There has never been a time when a Test match between South Africa and New Zealand was irrelevant. The nearest it has ever come was in 1999 when the two great rivals were forced to play off for third place at the Rugby World Cup.
After being humbled by the French at Twickenham four days previously, the All Blacks played like zombies at the Millennium Stadium.
The Springboks had an extra day to recover, as well as the knowledge that it had taken a bizarre Stephen Larkham drop goal in extra time to oust the defending champions. As a result, they had more to play for and a single moment of Breyton Paulse brilliance proved to be the difference between the sides.
Fast forward to 2014 and the All Blacks have wrapped up their third successive Rugby Championship; all they have left to play for is that ever-expanding record run without defeat. Ellis Park on Saturday will be their biggest challenge since … well, since they last faced South Africa, a month ago in Wellington.
The nature of a rivalry is that each participant needs to win now and again. To put it into context, Roger Federer needed Novak Djokovic and Rafael Nadal to prove his greatness. Without them he would have been a colossus who was never tested, thereby forever casting doubt on his true worth.
We have reached the stage where the Springboks need to beat the All Blacks for the sake of the rivalry as much as for the ongoing wellbeing of Heyneke Meyer’s team. In the 22 years since South Africa emerged from international isolation, they have played New Zealand 51 times. They have won just 14 of those games and drawn one.

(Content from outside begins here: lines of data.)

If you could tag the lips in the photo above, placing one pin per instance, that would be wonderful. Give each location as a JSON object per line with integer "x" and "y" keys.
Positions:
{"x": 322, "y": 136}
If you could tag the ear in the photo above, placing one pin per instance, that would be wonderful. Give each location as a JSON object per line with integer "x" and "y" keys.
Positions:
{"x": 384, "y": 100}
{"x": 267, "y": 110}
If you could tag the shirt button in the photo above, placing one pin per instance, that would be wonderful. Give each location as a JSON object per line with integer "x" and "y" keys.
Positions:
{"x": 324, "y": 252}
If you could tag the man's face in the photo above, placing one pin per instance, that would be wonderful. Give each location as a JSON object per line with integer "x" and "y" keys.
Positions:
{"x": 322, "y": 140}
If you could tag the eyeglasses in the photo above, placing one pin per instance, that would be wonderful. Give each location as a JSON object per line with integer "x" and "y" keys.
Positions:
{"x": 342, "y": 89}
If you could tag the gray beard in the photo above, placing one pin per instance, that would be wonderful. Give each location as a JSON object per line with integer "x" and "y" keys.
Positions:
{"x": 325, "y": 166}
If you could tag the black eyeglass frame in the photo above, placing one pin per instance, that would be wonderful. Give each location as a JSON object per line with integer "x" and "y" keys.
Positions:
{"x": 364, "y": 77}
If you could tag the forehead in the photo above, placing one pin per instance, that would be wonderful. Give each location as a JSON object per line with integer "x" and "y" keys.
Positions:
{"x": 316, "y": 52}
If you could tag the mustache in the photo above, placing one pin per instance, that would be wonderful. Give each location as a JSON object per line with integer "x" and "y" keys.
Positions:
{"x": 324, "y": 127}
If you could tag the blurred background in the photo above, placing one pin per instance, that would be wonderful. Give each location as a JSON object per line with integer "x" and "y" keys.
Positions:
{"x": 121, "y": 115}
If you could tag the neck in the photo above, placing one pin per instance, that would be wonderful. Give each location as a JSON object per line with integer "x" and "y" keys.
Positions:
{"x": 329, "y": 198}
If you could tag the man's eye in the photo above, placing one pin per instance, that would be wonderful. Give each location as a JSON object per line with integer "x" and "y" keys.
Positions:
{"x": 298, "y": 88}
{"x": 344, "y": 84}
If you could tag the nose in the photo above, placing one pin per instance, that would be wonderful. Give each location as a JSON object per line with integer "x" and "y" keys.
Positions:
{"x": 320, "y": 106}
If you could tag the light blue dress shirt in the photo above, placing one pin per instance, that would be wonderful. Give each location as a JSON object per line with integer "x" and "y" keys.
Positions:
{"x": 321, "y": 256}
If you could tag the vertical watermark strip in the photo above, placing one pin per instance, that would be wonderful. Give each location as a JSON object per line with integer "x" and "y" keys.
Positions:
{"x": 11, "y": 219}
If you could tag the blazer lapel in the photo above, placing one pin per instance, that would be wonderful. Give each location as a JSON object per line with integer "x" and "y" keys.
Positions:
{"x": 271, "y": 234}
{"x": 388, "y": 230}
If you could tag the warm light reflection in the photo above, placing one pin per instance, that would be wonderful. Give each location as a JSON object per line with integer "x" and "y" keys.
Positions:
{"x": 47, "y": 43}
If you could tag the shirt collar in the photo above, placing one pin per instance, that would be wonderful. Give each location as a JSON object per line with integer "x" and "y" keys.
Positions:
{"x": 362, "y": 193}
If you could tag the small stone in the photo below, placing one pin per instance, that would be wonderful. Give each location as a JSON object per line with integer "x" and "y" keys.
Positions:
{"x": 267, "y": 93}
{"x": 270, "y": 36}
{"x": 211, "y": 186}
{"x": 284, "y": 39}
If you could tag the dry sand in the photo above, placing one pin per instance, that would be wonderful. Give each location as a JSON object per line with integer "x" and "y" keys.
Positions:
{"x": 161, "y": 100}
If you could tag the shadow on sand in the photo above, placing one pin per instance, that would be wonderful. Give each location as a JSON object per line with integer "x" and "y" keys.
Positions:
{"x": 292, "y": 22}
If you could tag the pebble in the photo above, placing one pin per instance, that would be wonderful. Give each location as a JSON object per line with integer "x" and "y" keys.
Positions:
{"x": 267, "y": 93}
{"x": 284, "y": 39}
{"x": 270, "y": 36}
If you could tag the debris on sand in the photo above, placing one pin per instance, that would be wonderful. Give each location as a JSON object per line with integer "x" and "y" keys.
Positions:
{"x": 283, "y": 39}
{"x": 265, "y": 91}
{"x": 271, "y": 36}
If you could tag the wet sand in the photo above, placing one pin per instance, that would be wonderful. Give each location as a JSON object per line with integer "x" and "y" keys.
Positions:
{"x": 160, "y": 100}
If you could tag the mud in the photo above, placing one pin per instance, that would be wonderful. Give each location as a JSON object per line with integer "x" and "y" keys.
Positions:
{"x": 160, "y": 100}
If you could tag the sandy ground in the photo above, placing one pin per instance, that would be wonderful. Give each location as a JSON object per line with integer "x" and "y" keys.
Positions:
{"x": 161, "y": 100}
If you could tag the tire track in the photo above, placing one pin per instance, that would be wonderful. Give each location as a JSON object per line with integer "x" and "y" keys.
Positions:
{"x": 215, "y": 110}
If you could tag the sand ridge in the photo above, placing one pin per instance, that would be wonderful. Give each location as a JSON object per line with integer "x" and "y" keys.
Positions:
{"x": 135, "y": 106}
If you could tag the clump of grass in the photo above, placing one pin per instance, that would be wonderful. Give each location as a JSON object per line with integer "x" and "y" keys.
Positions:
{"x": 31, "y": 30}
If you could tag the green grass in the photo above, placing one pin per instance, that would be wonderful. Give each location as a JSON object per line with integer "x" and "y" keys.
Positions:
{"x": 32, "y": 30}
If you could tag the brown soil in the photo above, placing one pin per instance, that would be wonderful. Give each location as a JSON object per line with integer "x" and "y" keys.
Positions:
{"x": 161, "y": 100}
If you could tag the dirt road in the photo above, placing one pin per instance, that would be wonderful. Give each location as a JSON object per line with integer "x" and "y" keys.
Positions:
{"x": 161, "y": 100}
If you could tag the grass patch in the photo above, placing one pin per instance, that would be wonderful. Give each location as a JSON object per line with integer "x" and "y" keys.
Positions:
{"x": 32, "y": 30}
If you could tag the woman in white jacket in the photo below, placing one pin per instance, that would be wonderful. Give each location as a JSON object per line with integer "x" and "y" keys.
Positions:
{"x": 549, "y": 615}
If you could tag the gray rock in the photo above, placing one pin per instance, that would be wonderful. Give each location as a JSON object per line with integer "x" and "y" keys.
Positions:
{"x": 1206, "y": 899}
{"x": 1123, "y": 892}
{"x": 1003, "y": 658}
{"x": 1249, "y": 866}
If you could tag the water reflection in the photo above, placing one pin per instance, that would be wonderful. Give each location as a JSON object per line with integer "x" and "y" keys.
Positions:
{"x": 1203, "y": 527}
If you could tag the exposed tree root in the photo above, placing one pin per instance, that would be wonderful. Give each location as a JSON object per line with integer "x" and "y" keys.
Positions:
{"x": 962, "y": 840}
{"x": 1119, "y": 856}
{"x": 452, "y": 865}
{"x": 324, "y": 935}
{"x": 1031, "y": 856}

In other words, the All Blacks win slightly more than three Tests to every game they lose against the Springboks.
The recent trend is even worse. Since Ricky Januarie’s famous chip and chase try in Hamilton in 2009, South Africa has had but one win in 10 starts, and that was in Port Elizabeth in 2011 against an All Black side shorn of the bulk of its World Cup participants. Not so much Federer/Nadal then, as Goliath/David.
Straws are being clutched at. Last year’s game at the same Ellis Park venue was “one of the finest Tests ever played”: South Africa lost 38-27. This year’s Wellington Test was “desperately close”: South Africa lost 14-10.
And, although the scoreline might have been close, the stats are extraordinarily one-sided. The All Blacks carried the ball twice as often as the Boks (162-80). They gained twice as much ground (611m to 282m) and were asked to make half as many tackles (75-155).
In the circumstances, it is little short of miraculous that the Boks came so close to winning. It tells the story of a team that has learned to play without the ball. More than that, in fact, a team that regards possession as a liability.
We have reached a tipping point and it must be acknowledged that stopping the opposition playing is an effective method 90% of the time, but to beat the best side in the world it is not enough.
Inevitably, the protean efforts of the last quarter against Australia last week have ignited fresh optimism. But the first hour of endeavour has to be properly analysed. For the first time in the campaign, the Boks took the ball through many phases on a regular basis. That is to say, they minimised the propensity to kick a good ball away.
But in all that time they managed one (unconverted) pushover try and a penalty and trailed 10-8 against a desperately average Wallaby outfit.
The official reason that things subsequently improved is that the Boks were the better-conditioned side, with a superior bench that was able to reap the rewards of the attrition that had gone before.
Maybe that is to give too much credit to the thud and blunder of the first hour, however.
Maybe the game changed with one cerebral moment, when Pat Lambie recognised that phase play had exhausted its possibilities and that what was really needed was a drop goal.
That simple strike from Lambie’s boot gave the Boks the lead at 11-10 and changed the whole dynamic of the match. Now it was the Wallabies who were forced to play catch up and cracks in the defence inevitably opened.
It is intriguing, then, that Meyer has largely ignored that last quarter in his selection for this week.
Handré Pollard remains at flyhalf, although it is likely that Lambie will get more game time than he did at Newlands, perhaps as much as half an hour.
Bismarck du Plessis is “rotated” into the front row, but it is clear that his unexpected demotion has had the required galvanising effect on the hooker.
Less praiseworthy is the decision to wait until Saturday morning for Duane Vermeulen to prove his fitness. The Stormers’ eighth man has had a monumental season and deserves a rest.
Patching him up to play against the All Blacks in a dead rubber is counterproductive.
The coach should have bitten the bullet, selected Schalk Burger at eight and dealt with the consequences.
Suggesting, as some have, that the All Blacks could be put off their stride wondering who they will face on the day is so much psychological claptrap. They have not reached Olympian heights by worrying about the selection issues of their opponents.